Businesses. Last, and certainly not least, businesses are also changing their behavior. If you’re a B2B company, your customers are all figuring out what their AI story is too. That means opportunity. They’re looking for vendors, partners, analysts, really anyone who can help them be successful with AI. Their boss told them: “We need an AI story or we’re going to get our lunch eaten! Make it happen!” So they’re out there trying to make it happen. Unfortunately, a study out of MIT recently proclaimed that “95% of generative AI pilots at companies are failing.”
Mitigating Factors
The world is never quite as cut and dry as we think it might be. The good news is, that you can still reap some of the reward without a full rebrand. At AuthZed, we’ve found that you can still tell your AI story, and court customers who are looking to advance their AI initiatives even if you’re not completely AI-native, or all-aboard the hype train. Unfortunately, I don’t have intuition or data for what the comparative advantage is of a rebrand compared to attempting to make waves under a more neutral brand.
Our Calculus
At AuthZed, our context-specific decision not to rebrand was based primarily on how neutral our solution is. While many companies, both AI and traditional, are having success with using AuthZed to secure RAG pipelines and AI agents, we also serve many customers who want to protect their data from unauthorized access by humans. Or to build that new sharing workflow that is going to unlock new revenue. Or break into the enterprise. Put succinctly: we think we would be doing the world a great disservice if our technology was only being used for AI-adjacent purposes.

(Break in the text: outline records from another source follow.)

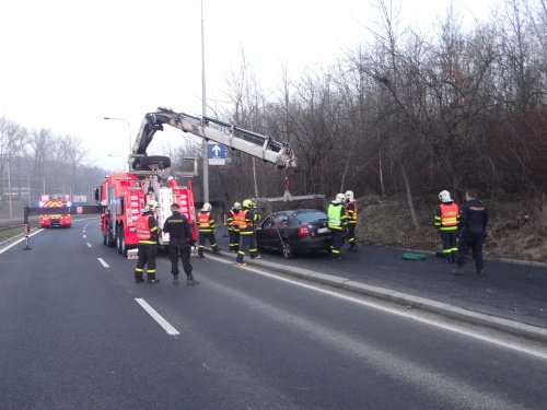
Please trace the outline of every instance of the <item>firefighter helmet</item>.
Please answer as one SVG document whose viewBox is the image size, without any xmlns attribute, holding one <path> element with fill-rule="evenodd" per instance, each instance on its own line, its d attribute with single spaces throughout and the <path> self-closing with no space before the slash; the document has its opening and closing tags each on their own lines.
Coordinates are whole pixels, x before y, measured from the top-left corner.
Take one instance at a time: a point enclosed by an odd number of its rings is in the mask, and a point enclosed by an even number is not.
<svg viewBox="0 0 547 410">
<path fill-rule="evenodd" d="M 346 196 L 344 194 L 336 194 L 335 200 L 333 202 L 344 203 L 345 200 L 346 200 Z"/>
<path fill-rule="evenodd" d="M 439 200 L 441 202 L 450 202 L 452 201 L 451 197 L 450 197 L 450 192 L 447 190 L 442 190 L 440 194 L 439 194 Z"/>
</svg>

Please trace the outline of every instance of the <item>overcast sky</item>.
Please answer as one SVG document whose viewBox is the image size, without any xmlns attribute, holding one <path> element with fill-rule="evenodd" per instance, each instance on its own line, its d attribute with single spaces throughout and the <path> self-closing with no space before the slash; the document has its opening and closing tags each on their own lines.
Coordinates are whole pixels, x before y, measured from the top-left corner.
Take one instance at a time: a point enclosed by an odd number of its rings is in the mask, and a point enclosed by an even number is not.
<svg viewBox="0 0 547 410">
<path fill-rule="evenodd" d="M 366 40 L 374 0 L 202 0 L 207 99 L 242 51 L 260 82 L 327 66 Z M 396 2 L 396 1 L 395 1 Z M 444 0 L 401 0 L 408 24 L 431 28 Z M 496 0 L 454 0 L 467 22 Z M 0 117 L 71 134 L 85 162 L 116 169 L 146 113 L 159 106 L 201 113 L 200 0 L 1 0 Z M 181 139 L 182 140 L 182 139 Z M 170 142 L 171 143 L 171 142 Z M 176 142 L 174 142 L 176 143 Z"/>
</svg>

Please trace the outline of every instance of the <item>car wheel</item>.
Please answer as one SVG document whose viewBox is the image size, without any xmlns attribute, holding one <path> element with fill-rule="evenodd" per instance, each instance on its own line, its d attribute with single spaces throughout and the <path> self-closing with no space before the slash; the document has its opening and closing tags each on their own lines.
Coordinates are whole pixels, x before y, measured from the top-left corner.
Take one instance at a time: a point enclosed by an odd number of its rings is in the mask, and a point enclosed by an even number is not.
<svg viewBox="0 0 547 410">
<path fill-rule="evenodd" d="M 171 159 L 163 155 L 150 155 L 135 159 L 136 171 L 166 169 L 171 166 Z"/>
<path fill-rule="evenodd" d="M 126 235 L 124 234 L 124 230 L 120 232 L 120 242 L 121 242 L 121 255 L 124 257 L 127 256 L 127 244 L 126 244 Z"/>
<path fill-rule="evenodd" d="M 283 239 L 281 244 L 281 251 L 283 253 L 283 258 L 287 259 L 294 258 L 294 256 L 296 255 L 292 249 L 291 244 L 287 239 Z"/>
<path fill-rule="evenodd" d="M 116 248 L 118 248 L 118 254 L 121 254 L 121 226 L 116 229 Z"/>
</svg>

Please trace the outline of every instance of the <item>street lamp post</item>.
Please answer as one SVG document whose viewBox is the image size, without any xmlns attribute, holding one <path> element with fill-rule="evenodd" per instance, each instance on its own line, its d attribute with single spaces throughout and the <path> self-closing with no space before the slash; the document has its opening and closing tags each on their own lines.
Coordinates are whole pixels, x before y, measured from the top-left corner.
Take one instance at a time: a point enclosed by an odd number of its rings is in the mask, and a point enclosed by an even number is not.
<svg viewBox="0 0 547 410">
<path fill-rule="evenodd" d="M 127 125 L 127 130 L 128 130 L 128 137 L 129 137 L 129 155 L 131 155 L 131 125 L 127 119 L 124 118 L 115 118 L 115 117 L 103 117 L 103 119 L 113 119 L 115 121 L 121 121 Z"/>
<path fill-rule="evenodd" d="M 205 75 L 205 23 L 203 23 L 203 0 L 201 0 L 201 116 L 207 116 L 207 94 Z M 209 202 L 209 144 L 203 138 L 203 203 Z"/>
</svg>

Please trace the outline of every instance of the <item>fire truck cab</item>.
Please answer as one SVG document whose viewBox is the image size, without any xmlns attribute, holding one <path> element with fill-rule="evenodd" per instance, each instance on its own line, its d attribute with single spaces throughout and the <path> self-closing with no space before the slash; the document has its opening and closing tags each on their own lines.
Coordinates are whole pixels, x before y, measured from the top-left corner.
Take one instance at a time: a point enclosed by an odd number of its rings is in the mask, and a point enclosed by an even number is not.
<svg viewBox="0 0 547 410">
<path fill-rule="evenodd" d="M 72 218 L 70 214 L 58 214 L 54 213 L 56 208 L 71 207 L 72 200 L 68 195 L 40 195 L 39 197 L 39 208 L 51 208 L 51 213 L 43 214 L 38 216 L 38 223 L 40 227 L 70 227 L 72 225 Z"/>
</svg>

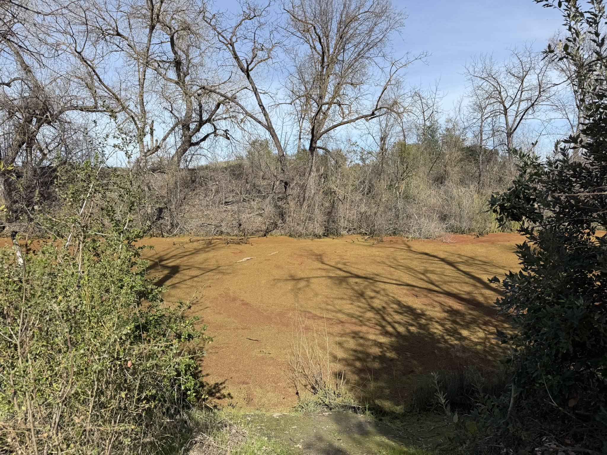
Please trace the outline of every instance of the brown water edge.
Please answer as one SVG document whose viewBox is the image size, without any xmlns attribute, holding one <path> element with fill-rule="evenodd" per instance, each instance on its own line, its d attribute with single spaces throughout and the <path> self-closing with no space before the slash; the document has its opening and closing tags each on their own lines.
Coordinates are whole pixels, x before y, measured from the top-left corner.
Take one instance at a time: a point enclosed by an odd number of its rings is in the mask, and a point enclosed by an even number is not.
<svg viewBox="0 0 607 455">
<path fill-rule="evenodd" d="M 492 365 L 505 328 L 487 278 L 518 269 L 517 234 L 444 240 L 360 236 L 269 237 L 246 244 L 146 238 L 145 257 L 167 302 L 194 297 L 214 342 L 204 369 L 232 404 L 287 411 L 296 403 L 288 362 L 297 311 L 326 325 L 331 353 L 363 400 L 398 411 L 419 376 L 460 357 Z M 209 244 L 210 243 L 210 244 Z M 253 257 L 242 262 L 238 261 Z M 194 297 L 194 295 L 195 297 Z"/>
</svg>

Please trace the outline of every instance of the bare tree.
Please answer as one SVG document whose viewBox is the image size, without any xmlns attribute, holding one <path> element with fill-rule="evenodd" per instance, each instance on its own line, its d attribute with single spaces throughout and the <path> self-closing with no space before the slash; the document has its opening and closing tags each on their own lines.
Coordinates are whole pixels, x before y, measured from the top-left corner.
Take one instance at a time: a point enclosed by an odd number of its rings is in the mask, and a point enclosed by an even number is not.
<svg viewBox="0 0 607 455">
<path fill-rule="evenodd" d="M 515 146 L 521 125 L 530 120 L 543 121 L 551 106 L 554 89 L 549 59 L 534 52 L 531 46 L 510 50 L 510 58 L 497 61 L 491 55 L 476 57 L 467 65 L 465 75 L 469 92 L 483 99 L 485 119 L 498 120 L 500 145 L 507 150 Z"/>
<path fill-rule="evenodd" d="M 271 108 L 276 106 L 276 94 L 268 87 L 262 87 L 263 69 L 274 61 L 281 43 L 277 23 L 271 17 L 271 3 L 259 6 L 242 2 L 240 15 L 231 18 L 215 13 L 205 18 L 205 22 L 215 33 L 221 49 L 226 52 L 231 64 L 243 78 L 242 84 L 236 93 L 226 93 L 215 87 L 207 87 L 237 107 L 241 113 L 270 135 L 276 149 L 280 164 L 278 180 L 285 195 L 288 195 L 290 181 L 285 146 L 274 127 Z M 237 96 L 237 93 L 250 93 L 253 98 L 252 107 L 246 97 Z M 259 110 L 257 110 L 259 109 Z"/>
<path fill-rule="evenodd" d="M 45 132 L 59 133 L 60 121 L 77 121 L 69 117 L 70 113 L 104 110 L 72 83 L 70 62 L 60 61 L 63 42 L 39 20 L 41 16 L 50 14 L 49 8 L 52 5 L 36 4 L 23 7 L 18 15 L 9 9 L 1 12 L 5 29 L 0 34 L 4 140 L 0 159 L 5 169 L 19 164 L 26 175 L 41 165 L 50 152 L 40 140 Z M 57 16 L 64 12 L 58 7 L 52 13 Z M 5 205 L 9 214 L 13 203 L 11 186 L 10 175 L 2 173 L 0 205 Z"/>
<path fill-rule="evenodd" d="M 287 87 L 305 121 L 309 184 L 317 151 L 328 150 L 325 138 L 401 110 L 398 97 L 387 95 L 412 59 L 394 59 L 389 49 L 405 16 L 388 0 L 291 0 L 283 7 L 292 64 Z"/>
<path fill-rule="evenodd" d="M 170 149 L 171 165 L 178 169 L 189 150 L 211 138 L 228 138 L 226 100 L 203 88 L 221 82 L 208 58 L 203 5 L 101 0 L 72 9 L 63 32 L 86 69 L 80 77 L 119 123 L 130 125 L 136 164 Z M 110 66 L 116 60 L 119 71 Z"/>
</svg>

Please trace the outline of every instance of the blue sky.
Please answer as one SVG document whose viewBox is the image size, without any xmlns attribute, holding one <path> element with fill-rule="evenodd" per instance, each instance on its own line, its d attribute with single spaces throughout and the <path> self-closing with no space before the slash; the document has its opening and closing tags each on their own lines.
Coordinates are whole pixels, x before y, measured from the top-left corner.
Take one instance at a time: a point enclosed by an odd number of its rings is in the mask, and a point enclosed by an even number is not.
<svg viewBox="0 0 607 455">
<path fill-rule="evenodd" d="M 543 49 L 563 23 L 558 11 L 532 0 L 393 0 L 409 15 L 402 37 L 395 41 L 397 53 L 426 50 L 428 64 L 416 63 L 409 71 L 413 84 L 433 84 L 447 95 L 443 108 L 450 109 L 463 93 L 463 64 L 475 54 L 506 56 L 507 48 L 535 42 Z M 400 52 L 399 52 L 400 51 Z"/>
</svg>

The other, less important reason why we’re not rebranding, is that at AuthZed we often take a slightly contrarian or longer view than whatever the current hype cycle might dictate. We try not to cargo-cult our business decisions. Following the pack is almost by definition a median-caliber decision. Median-caliber decisions are likely to sum up to a median company outcome. The median startup outcome is death or an unprofitable exit. At AuthZed, we think that the opportunity that we have to reshape the way that the world thinks about authorization shouldn’t be wasted.

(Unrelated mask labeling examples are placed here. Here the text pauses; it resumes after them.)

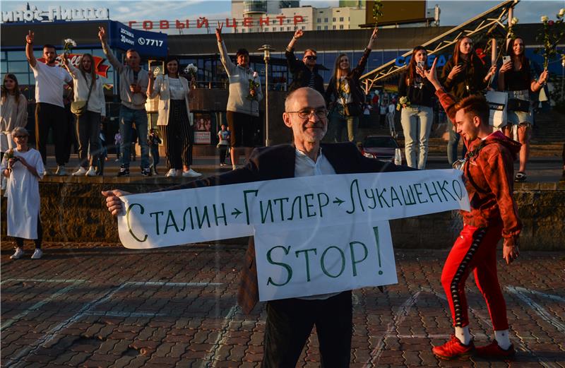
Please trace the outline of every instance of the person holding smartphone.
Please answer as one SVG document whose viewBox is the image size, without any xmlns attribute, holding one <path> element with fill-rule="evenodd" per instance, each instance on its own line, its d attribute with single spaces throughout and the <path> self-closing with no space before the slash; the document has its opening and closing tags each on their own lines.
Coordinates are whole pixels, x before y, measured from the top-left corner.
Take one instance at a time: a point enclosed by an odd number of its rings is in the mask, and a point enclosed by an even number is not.
<svg viewBox="0 0 565 368">
<path fill-rule="evenodd" d="M 422 46 L 412 52 L 408 71 L 398 81 L 399 100 L 408 98 L 402 104 L 400 124 L 404 131 L 406 164 L 420 170 L 426 168 L 428 156 L 428 139 L 434 123 L 434 86 L 424 73 L 427 69 L 427 52 Z"/>
<path fill-rule="evenodd" d="M 520 167 L 514 177 L 515 182 L 525 182 L 525 164 L 530 153 L 530 138 L 533 124 L 532 102 L 530 92 L 537 92 L 547 81 L 547 70 L 540 78 L 532 78 L 530 61 L 524 54 L 524 41 L 519 37 L 510 40 L 506 47 L 506 56 L 499 71 L 499 90 L 508 91 L 508 124 L 504 134 L 513 138 L 516 130 L 520 148 Z"/>
<path fill-rule="evenodd" d="M 487 70 L 475 52 L 472 40 L 465 36 L 457 41 L 453 49 L 453 57 L 444 66 L 440 81 L 446 92 L 453 95 L 458 101 L 484 90 L 496 71 L 495 65 Z M 447 160 L 449 165 L 453 165 L 457 161 L 459 134 L 451 128 L 448 131 Z M 465 151 L 463 145 L 462 156 L 465 156 Z"/>
</svg>

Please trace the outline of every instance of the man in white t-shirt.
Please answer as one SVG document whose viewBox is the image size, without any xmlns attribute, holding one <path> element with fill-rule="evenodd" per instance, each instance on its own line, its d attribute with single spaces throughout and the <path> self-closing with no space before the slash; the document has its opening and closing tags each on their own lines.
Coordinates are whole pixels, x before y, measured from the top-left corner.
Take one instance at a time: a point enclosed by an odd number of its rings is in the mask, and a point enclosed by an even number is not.
<svg viewBox="0 0 565 368">
<path fill-rule="evenodd" d="M 25 56 L 35 77 L 35 146 L 41 153 L 43 165 L 47 167 L 47 143 L 49 129 L 53 129 L 55 143 L 56 174 L 65 175 L 65 164 L 69 162 L 66 115 L 63 103 L 63 88 L 73 78 L 63 68 L 55 64 L 56 51 L 52 44 L 43 47 L 46 63 L 38 63 L 33 56 L 32 31 L 25 36 Z M 46 170 L 45 172 L 48 172 Z"/>
</svg>

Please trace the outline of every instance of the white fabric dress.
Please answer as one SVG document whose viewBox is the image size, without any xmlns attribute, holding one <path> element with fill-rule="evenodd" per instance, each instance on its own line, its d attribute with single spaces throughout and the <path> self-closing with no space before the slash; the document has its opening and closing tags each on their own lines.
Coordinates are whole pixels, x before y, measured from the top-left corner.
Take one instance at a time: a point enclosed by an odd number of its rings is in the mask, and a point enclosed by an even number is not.
<svg viewBox="0 0 565 368">
<path fill-rule="evenodd" d="M 33 148 L 27 152 L 13 150 L 14 156 L 23 157 L 28 165 L 35 167 L 37 174 L 43 177 L 44 169 L 41 154 Z M 6 157 L 2 160 L 2 172 L 8 167 Z M 8 178 L 5 197 L 8 198 L 8 236 L 23 239 L 37 239 L 37 218 L 40 213 L 40 179 L 34 176 L 20 162 L 12 167 Z"/>
</svg>

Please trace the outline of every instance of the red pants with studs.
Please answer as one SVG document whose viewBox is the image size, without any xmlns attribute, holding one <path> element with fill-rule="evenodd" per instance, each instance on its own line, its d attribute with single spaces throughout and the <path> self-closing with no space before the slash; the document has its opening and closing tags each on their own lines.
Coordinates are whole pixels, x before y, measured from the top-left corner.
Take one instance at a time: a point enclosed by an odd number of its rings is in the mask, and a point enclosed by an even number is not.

With that said, I’ve been wrong many times in the past. Too many to count even. “Never say never” are words to live by! Hopefully if and when the time comes where our personal calculus shifts in favor of a big rebrand, I can recognize the changing landscape and we can do what’s right for the company. What’s a little egg on your face when you’re on a mission to fix the way that companies across the world do authorization.